We'll cover the following
Chapter Goals:
- Decode raw byte data into usable pixel data
- Understand the relationship between channels and pixels
A. Decoding
We'll now decode the raw byte data into usable pixel data. The decoding function that we use depends on the format of the image. If the input is a PNG image then we use tf.io.decode_png
, and if the input is a JPEG image we use tf.io.decode_jpeg
. For generic decoding (i.e. decoding any image format), we use tf.io.decode_image
.
Since tf.io.decode_image
can decode any type of image, you might be wondering why we even bother with the other two decoding functions. One reason is that you may want to only use specific image formats, in which case it's more efficient and better for code clarity to just use the format-specific decoding function.

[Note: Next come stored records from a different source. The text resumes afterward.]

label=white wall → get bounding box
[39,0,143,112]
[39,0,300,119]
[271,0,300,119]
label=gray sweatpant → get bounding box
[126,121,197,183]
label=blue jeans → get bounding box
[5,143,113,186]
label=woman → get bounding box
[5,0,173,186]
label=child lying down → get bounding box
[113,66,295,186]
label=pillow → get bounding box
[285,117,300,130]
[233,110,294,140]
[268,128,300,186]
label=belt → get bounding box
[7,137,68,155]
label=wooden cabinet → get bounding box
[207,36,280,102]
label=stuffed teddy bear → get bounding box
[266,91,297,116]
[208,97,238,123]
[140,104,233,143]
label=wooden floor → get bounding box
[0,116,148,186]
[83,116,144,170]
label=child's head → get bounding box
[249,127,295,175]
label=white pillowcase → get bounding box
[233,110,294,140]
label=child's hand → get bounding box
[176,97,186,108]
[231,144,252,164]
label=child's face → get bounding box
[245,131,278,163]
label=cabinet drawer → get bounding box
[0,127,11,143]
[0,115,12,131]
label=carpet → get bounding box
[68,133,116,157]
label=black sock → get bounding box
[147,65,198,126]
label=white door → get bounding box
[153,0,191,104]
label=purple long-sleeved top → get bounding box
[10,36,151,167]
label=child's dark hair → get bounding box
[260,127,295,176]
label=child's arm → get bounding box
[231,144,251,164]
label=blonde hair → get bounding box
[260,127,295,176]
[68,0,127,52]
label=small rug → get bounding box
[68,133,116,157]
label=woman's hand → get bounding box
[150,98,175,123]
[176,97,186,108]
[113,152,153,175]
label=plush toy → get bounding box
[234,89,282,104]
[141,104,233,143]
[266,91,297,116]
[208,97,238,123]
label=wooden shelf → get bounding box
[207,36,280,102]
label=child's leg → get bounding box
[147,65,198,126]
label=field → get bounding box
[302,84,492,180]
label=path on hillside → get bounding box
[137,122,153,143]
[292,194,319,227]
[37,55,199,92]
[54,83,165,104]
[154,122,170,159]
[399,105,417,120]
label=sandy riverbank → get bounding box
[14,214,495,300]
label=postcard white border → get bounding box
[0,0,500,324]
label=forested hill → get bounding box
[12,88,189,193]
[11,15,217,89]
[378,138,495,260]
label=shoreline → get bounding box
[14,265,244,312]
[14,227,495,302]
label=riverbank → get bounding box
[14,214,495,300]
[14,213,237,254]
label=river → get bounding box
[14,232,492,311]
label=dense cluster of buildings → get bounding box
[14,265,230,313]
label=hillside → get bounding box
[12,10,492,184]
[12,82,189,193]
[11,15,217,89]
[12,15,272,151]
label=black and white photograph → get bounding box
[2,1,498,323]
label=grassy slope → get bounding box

Another reason is that tf.io.decode_image
supports GIF decoding, which results in an output shape of (num_frames, height, width, channels)
. Since the function can return data with different shapes, we can't use tf.io.decode_image
when we also need to resize the image with tf.image.resize
(see next chapter).
B. Channels
In the previous chapter we discussed image interpretations. If we only pass in value
as the required argument for one of the decoding functions, we're using the interpretation specified in the raw image data. Normally it's fine to do this, but sometimes we want to use a specific format for the pixels.
We can change the pixel format of the decoded image via the channels
keyword argument.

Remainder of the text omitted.